Intruders abound here at Shalom Acres, the hobby farm in Greenville’s Apple Valley that we allege belongs to us.
Calling the cops would do no good, since the interlopers aren’t your garden variety housebreakers – but what we grow is indeed high on their list of priorities.
Most of the critters at Shalom Acres are freeloaders, slipping through and under fencing or attacking from the air to make their own claim on the abundance of this place.
Only from the deer do we tolerate this mooching, since they at least repay us with entertainment – not by singing for their supper, but by dancing for it.
This happens beneath the apple tree near our meadow. Experts at stretching for overhead fruit, the deer, in a vaudevillian routine, twirl on their hind legs to snatch what they insist is theirs.

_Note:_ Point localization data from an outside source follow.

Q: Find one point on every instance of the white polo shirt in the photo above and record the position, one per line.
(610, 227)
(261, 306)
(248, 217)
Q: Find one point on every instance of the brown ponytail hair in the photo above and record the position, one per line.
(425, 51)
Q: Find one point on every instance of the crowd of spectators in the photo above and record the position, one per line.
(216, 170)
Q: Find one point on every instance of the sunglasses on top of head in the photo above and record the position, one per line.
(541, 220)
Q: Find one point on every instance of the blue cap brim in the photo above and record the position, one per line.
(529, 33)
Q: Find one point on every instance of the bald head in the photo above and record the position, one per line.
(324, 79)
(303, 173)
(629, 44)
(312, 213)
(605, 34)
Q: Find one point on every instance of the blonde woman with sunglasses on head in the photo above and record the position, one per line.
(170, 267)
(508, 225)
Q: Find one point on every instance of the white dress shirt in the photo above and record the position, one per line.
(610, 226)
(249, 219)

If those graceful callers could breach the chain-link around our gardens, our beguilement would surely turn to outrage. But we reserve our wrath for myriad other creatures that make light of our defenses.
Remorseless and oblivious to our splenetic outbursts, they team up against us. Even before they sprout, sunflower seeds fall prey to the scratchings of blackbirds that plunge from above and chipmunks that dart cheekily through our porous deterrents.

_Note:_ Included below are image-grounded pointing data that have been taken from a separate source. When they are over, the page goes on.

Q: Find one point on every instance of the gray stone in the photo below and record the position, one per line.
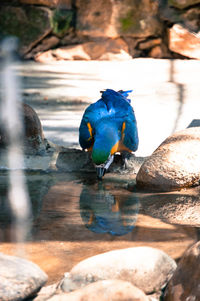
(147, 268)
(175, 208)
(115, 290)
(174, 164)
(118, 18)
(185, 285)
(19, 278)
(184, 42)
(29, 23)
(34, 141)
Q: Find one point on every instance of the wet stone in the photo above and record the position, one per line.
(184, 285)
(19, 278)
(147, 268)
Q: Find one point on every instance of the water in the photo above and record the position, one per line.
(75, 216)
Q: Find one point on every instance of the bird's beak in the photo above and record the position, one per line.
(100, 172)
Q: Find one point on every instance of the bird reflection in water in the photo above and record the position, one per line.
(104, 210)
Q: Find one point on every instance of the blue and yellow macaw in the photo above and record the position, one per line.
(109, 126)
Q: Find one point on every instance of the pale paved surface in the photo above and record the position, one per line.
(165, 98)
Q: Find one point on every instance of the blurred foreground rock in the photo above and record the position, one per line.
(185, 283)
(115, 290)
(174, 164)
(34, 141)
(19, 278)
(147, 268)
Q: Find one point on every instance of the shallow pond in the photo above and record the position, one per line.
(75, 216)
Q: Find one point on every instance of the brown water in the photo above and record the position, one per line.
(75, 217)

And – with rabbits and squirrels also in mind – nothing sows frustration more than seeing a plump heirloom tomato on the ground, abandoned after a single bite.
Let us not even mention destruction wrought on the rare occasions a woodchuck digs its way in. The website Laidback Gardener indicts these waddling despoilers as the worst nightmare of growers “who struggle to cope with their depredations and greed.”
But confirmed gardeners persevere.Their sentiments are reflected in the words of English poet Alfred Austin:
“The glory of gardening: hands in the dirt, head in the sun, heart with nature. To nurture a garden is to feed not just the body, but the soul.”
Such sunny thinking reminds us that when it comes to certain garden visitors, there’s a positive side.
Nathaniel Hawthorne captured it well in his novel “The Old Manse:”
“The humming-birds were attracted by the blossoms of a peculiar variety of bean; and they were a joy to me, those little spiritual visitants…”
Hawthorne also exulted in the multitudes of bees that “bury themselves in the yellow-blossoms of the summer-squashes… there would be a little more honey in the world, to allay the sourness and bitterness which mankind is always complaining of.”
Such is balance as we appreciate nature’s gifts and endure its annoyances.
Our dancing, apple-thieving deer offer insight on the subject. Not timid, as you might expect, they stand their ground and make confident eye contact.
Their kind roamed this fertile expanse long before humanity felled oaks to put a dwelling here. And their unflinching stare prompts long thoughts about our real estate title: On these abundant and winsome five acres we claim as ours, who are the actual intruders?